George Wentworth, senior counsel at the National Employment Law Project, said both vendors and states themselves likely share blame for breakdowns.

Some states, he said, have built systems with “a tremendous emphasis on fraud” that require complex work to determine who is eligible for benefits. In some cases, those decisions are too subjective to easily automate.

“Some pieces of them are just more complex than the vendors anticipate,” he said.

When problems happen, he said, states often blame vendors for overpromising.
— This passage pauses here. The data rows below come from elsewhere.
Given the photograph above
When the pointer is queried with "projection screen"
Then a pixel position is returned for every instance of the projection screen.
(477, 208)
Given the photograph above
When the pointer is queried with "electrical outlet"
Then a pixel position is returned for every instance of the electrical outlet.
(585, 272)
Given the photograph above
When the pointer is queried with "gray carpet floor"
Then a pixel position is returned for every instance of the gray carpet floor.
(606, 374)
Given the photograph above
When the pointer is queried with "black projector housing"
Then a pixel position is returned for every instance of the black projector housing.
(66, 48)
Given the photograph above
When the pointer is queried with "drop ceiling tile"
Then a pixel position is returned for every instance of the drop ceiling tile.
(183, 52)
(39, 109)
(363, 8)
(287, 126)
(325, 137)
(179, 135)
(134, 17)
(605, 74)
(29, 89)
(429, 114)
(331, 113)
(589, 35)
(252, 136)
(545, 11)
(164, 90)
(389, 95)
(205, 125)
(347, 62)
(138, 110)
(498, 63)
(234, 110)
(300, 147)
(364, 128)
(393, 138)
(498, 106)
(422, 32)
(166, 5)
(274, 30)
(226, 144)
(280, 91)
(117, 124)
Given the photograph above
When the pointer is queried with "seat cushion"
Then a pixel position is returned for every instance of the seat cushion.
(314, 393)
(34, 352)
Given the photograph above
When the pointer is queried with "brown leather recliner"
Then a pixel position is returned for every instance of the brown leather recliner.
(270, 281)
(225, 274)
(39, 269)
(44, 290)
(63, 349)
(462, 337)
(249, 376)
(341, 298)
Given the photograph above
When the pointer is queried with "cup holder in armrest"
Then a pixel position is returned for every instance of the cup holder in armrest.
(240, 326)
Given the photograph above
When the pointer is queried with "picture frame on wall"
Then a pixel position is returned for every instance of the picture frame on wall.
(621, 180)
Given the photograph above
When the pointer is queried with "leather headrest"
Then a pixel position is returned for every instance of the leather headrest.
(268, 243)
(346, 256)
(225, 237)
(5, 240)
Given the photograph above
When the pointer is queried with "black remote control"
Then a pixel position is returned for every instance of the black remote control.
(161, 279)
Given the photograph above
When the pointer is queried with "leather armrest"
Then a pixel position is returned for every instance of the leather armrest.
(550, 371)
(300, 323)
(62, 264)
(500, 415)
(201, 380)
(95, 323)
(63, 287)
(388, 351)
Working with aging systems has exacerbated the challenges too.

“I think in general, you see these agencies think they can hand things over to the vendor and they’re going to just solve all their problems,” he said, “and you really need a high level of user competence and involvement from start to finish.”

Wentworth noted that changes in political administrations, as well as the emergency action required by the pandemic, mean some states may be willing to keep working with companies that have spurned them in the past. “You’re dealing with state government and short memories,” he said.

Regardless of the effectiveness of the work, the pandemic has likely set back any future modernization projects, as states shift their resources to handle the wave of applications and disperse aid dollars from the federal government.

“Anything that was going on before the pandemic hit—it’s going to be delayed indefinitely,” Wentworth said.